Media researchers need to have thick skins, not to mention an ability to smile as yet another key stakeholder decides that the lessons of the past mean nothing and that the time to chuck everything up in the air and recast the entire industry is now!

The organizations that exist to deliver the media numbers used to buy and sell space and time are an easy target. There is one key reason for this -- they’ve been around for years. Rather than describe such an achievement as standing the test of time, far too many people in our industry merrily take pot shots at every available opportunity. How, they say, in these days of constant change and instant measures can something so old, so traditional be of any value?

Well, maybe we should start by celebrating the fact that we have developed an approach, the JIC (Joint Industry Committee) system that is envied and has been copied throughout the world.

The current UK industry media research contracts are worth somewhere around £50 million per year. That’s a remarkable number -- but when you consider that this research is used to underpin about £11 billion in media trading the fact that under 0.5% of ad spend is allocated to measuring audiences in one shape or form represents excellent value for money.

The whole edifice is kept upright by surprisingly few people at our industry bodies, supported by largely unsung individuals in agencies, media owners and some clients who spend unpaid hours in committees ensuring that the research remains relevant and representative.

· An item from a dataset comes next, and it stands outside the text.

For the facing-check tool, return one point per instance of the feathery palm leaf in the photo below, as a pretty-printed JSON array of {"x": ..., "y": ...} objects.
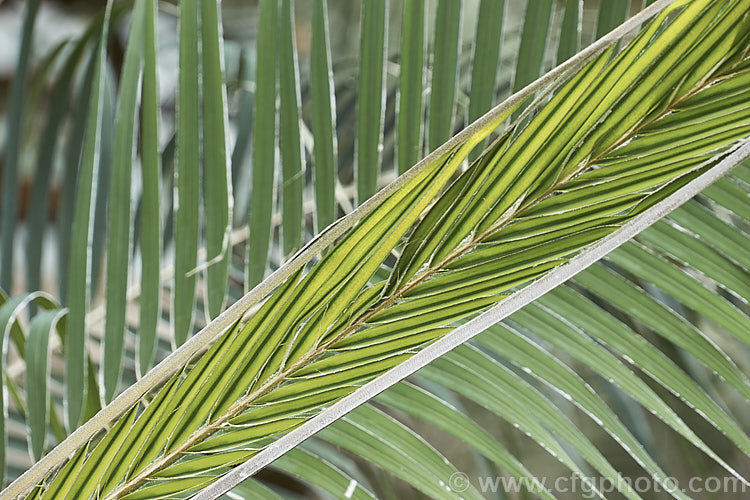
[{"x": 619, "y": 135}]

This is hardly glamourous work but it is essential. (I speak as someone who spent a large amount of time in my younger days discussing the arcane details of TV audience measurement on behalf of the agencies with people far more qualified than me.) Without a JIC the entire industry would spend unproductive hours arguing the merits of one individual vehicle’s research approach over another. Far better surely to set up and agree on rules that apply to all from the start.

I started my career in media research, an area of the business populated by people with long memories (thank goodness). A few weeks ago I was invited to sit on a Mediatel panel discussing the future of industry research. One of my fellow panellists, Richard Marks, made the excellent point that we need to separate the organization of the research from its implementation.

In other words, the way the research is done of course has to evolve to keep pace with the enormous structural changes taking place throughout the industry (something it has been doing); but that does not mean you have to throw the baby out with the bathwater.

The print industry seems in serious danger of doing just this -- as senior managers with little research knowledge impose themselves on those who know very well what they’re doing. “Let’s dump the NRS” might make for good headlines, certainly far better than “Let’s very quietly reintroduce the NRS when we discover there’s no better way of reaching our goals,” but newspaper people of all people should know that good headlines are only tomorrow’s fish-wrappings.

It’s all a bit like the famous description used by local managers of their international agency colleagues as pigeons: They fly in, make a lot of noise, shit all over everything, then leave the locals to clear up the mess after they’ve left.